Data Domain
I have been managing Data Domain units for about a year now. Currently, there are 3 running on the network. Initially, some issues came up that made me a little “weary” of them. First was that we had a few occurrences of one unit disabling its file system. The biggest problem was when it hit a “less than 1 percent chance” error. The hash function used in the RAID software to isolate corruption had a problem slip through. This rendered the unit worthless for about 3 days worth of debugging from Data Domain. Since then, there have been no major problem with either 3 of the units. Also, the compression that we are getting out of the units is amazing. The following information is coming from a report I did when we were only running Data Domain 510s. Backups started to surpass the designated backup window and this is the argument for the upgrade.
|
3.75 TB Raw |
|
1.95 TB Usable |
|
290 GB/hr throughput |
Problems
- We are maxed out in capacity (number of disks) on the DD510
- Currently using ~70% of the available storage
- Can not meet a backup window of 8hrs
- We are maxing out the processor during the backup window
Backup window calculations
Using the last 24 hour pre-compression write rate, we are pushing 2810.8 gigs of data to the Data Domain. Per DD benchmarking and documentation, the max throughput for the DD510 is 290GB an hour. Using an 8 hour window, the calculations would be as follows:
2810.8/8 = 351.35 GB /hr
This shows that we are already trying to push more data than the DD 510 can handle in the time window we are trying to achieve. Below is from Data Domains documentation showing a comparison between their models
Future expansion
Plans are in the works for the IT department to implement NetBackup for Exchange and also move their active directory backups to the Data Domain. Forecasting of the space required for exchange backups would need to be ~1000 gigs. Currently, the Exchange data store is around 350 gigs. Added into the current setup that would be
3160.8/8 = 395.1 GB /hr
That would put us over the limit of the DD530 appliance and up to the DD565 in just throughput alone. The DD565 would give us the ability to scale up to 3 shelves of disks, whereas the DD510 and 530 can not expand beyond one enclosure (shelves).
Conclusion
Best case for achieving a backup window of ~8 hours or below would be to purchase a DD565 for use at the primary site. This would allow for over double the hourly throughput and up to 6 times as much raw storage capacity. The costs and compression capabilities of using a Data Domain system in comparison of an EMC or NetApp solution seems to be the most financially reasonable route. I do hear that EMC Avamar is coming down in price! Also, NetApp free deduplication license for the NetApp does reasonable compression as well. Although with NetApp, that means owning one first and that would cost a lot more than the Data Domain.

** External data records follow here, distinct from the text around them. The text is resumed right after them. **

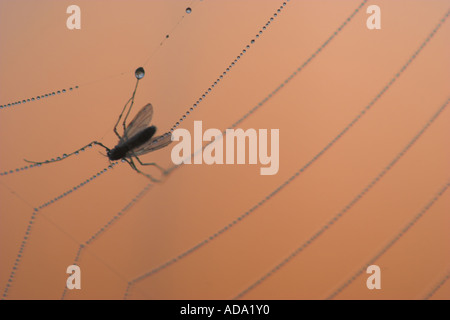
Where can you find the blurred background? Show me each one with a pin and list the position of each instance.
(183, 54)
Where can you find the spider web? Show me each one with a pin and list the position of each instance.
(198, 200)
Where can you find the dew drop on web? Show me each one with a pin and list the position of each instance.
(139, 73)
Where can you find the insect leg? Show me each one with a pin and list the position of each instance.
(65, 156)
(124, 123)
(164, 171)
(128, 112)
(118, 120)
(133, 166)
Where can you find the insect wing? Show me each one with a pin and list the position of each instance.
(140, 122)
(154, 144)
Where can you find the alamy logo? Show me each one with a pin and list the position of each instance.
(235, 140)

Since this initial writing, there is a new Data Domain 565 in the process of being deployed. Once this is up and running, I will update the information here with the backup window results.
Note: This is destination based agentless deduplication, not source based. All the data is pushed from the servers, through the network, and to the datadomain. The data is then deduped on the Data Domain. EMC Avamar is agent based, allowing the server to only push the changed blocks or data to the Avamar deduplicaiton appliance. This will definitely take a load off of a network. Only problem with that is you have to install agents on all servers, as well as update that software. You better have at least a true gigabit network when pushing upwards of 5 terrabytes a night to the data domain. All in all, I am very happy with data domain and recommend them.
Update: Per a conversation with a Data Domain sales team today, they show in the labs that restore speed (read from the Data Domain) is ~85% of the write speed to the device.
So, if a backup takes 1 hour, retrieval of that data should take approximately 1 hour and 11 minutes (70.588 minutes). Now, this does not take into account the overhead of the application doing the restore. Hope I did my math correctly.